His family, who were already well established textile merchants, gathered tremendous wealth during the American Civil War by selling textiles to both the Unionist government and Confederate government,. As a boy, James spent the war years learning in a country school near his home. Afterwards, he went to Baltimore to complete his education.

==Career==
After the War ended, Woodward moved to New York and took a job at the importing house of Ross, Campbell & Co. where his business acumen was recognized.

In the early 1870s, he became a director in the Hanover National Bank. In 1877, his brother William Woodward (who founded the New York Cotton Exchange) and he pooled their funds and bought a large portion of the bank from J. & J. Stewart, bankers in the Hanover Bank. James was elected president of the bank the same year. Under his leadership the deposits of the bank grew from $6,000,000 to $100,000,000. In 1903, the Bank moved to its new headquarters at the southwest corner of Pine and Nassau Streets in Manhattan.
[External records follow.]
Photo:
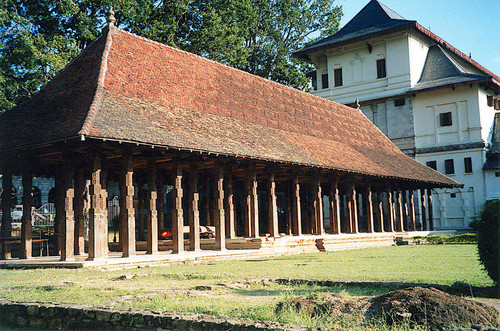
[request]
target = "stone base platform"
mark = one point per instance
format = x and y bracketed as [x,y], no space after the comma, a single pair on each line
[239,248]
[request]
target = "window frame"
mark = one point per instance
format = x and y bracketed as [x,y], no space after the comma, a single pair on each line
[381,68]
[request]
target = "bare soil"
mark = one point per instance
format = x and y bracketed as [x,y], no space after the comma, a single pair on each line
[429,307]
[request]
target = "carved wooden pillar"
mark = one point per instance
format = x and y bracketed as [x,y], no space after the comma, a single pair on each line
[79,215]
[127,211]
[230,215]
[273,206]
[369,209]
[254,223]
[248,207]
[220,221]
[178,213]
[152,217]
[140,210]
[411,211]
[68,219]
[399,211]
[26,241]
[390,210]
[296,212]
[352,209]
[423,206]
[194,214]
[334,207]
[97,213]
[380,212]
[318,220]
[429,205]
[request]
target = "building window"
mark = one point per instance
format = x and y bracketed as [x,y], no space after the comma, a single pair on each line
[399,102]
[381,68]
[324,80]
[449,167]
[432,164]
[337,75]
[445,119]
[314,81]
[468,165]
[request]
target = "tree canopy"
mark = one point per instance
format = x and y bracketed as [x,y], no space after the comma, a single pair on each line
[39,37]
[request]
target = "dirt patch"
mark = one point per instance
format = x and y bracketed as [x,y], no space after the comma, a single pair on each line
[431,307]
[415,306]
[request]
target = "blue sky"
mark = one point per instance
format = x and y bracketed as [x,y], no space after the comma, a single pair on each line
[472,26]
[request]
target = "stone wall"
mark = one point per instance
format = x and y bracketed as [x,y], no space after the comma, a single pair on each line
[43,315]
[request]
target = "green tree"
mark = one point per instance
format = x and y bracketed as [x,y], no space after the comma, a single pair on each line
[39,37]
Woodward also served as chairman of the New York Clearing House (a consortium of the city's banks) during the Panic of 1907, having been chosen as president of the New York Clearing House Association on October 4, 1898, reportedly "he had not sought the post of honor, but had earned it by many years of conservative and successful banking." He also served as a director of the Union Trust Company of New York, the Birmingham Realty Company, the Birmingham Trust and Savings Company, the First National Bank of Baltimore, the Greenwich Bank, the Madison Square Garden Company, and the Mercantile Trust and Deposit Company of Baltimore.

===Political beliefs===
In politics, Woodward was an old-line Democrat. In 1884, he was a delegate to the Democratic National Convention in Chicago where his friend, Grover Cleveland, was nominated for President of the United States. "Only once did he refrain from voting for the Democratic Presidential candidate; that was in 1896 when free silver was the paramount issue." Woodward joined the Sound Money party and voted for the Republican candidate William McKinley, who won the election of William Jennings Bryan.

==Personal life==
Woodward was a bachelor his entire life, but was active socially, and counted two time President Grover Cleveland among his close personal friends. He joined many elite clubs including the Union Club, the Metropolitan Club, the Knickerbocker Club of New York City and the Maryland Club of Baltimore. Woodward regularly attended services at Holy Trinity Episcopal Church. An avid hunter and horseman, Woodward purchased the historic Belair Mansion and Stud farm in 1898. In addition to Belair, he also maintained residences in New York and Rhode Island.

Woodward died of "paralysis of the brain" at 9 East 56th Street, his residence in New York City, on April 10, 1910. After his funeral at St. Thomas' Church on Fifth Avenue, he was buried at the Woodlawn Cemetery, Bronx. His nephew, William Woodward Sr. was his sole heir, inheriting the Belair estate and becoming the successor president of Hanover National Bank. The inheritance tax of $3,200 was the largest ever paid in Prince George's County at that time.

===Legacy===
Woodward developed a very close relationship with Saint John's College in Annapolis, Maryland, and was elected to its board of visitors. He invested significantly in both repairing Belair and expanding St. John's during this time. In June 1909, St John's gave the honorary degree of Doctor of Laws to Woodward in recognition of his extensive contribution to the school. The Barr-Buchanan Center at St. John's College was originally named Woodward Hall in his honor.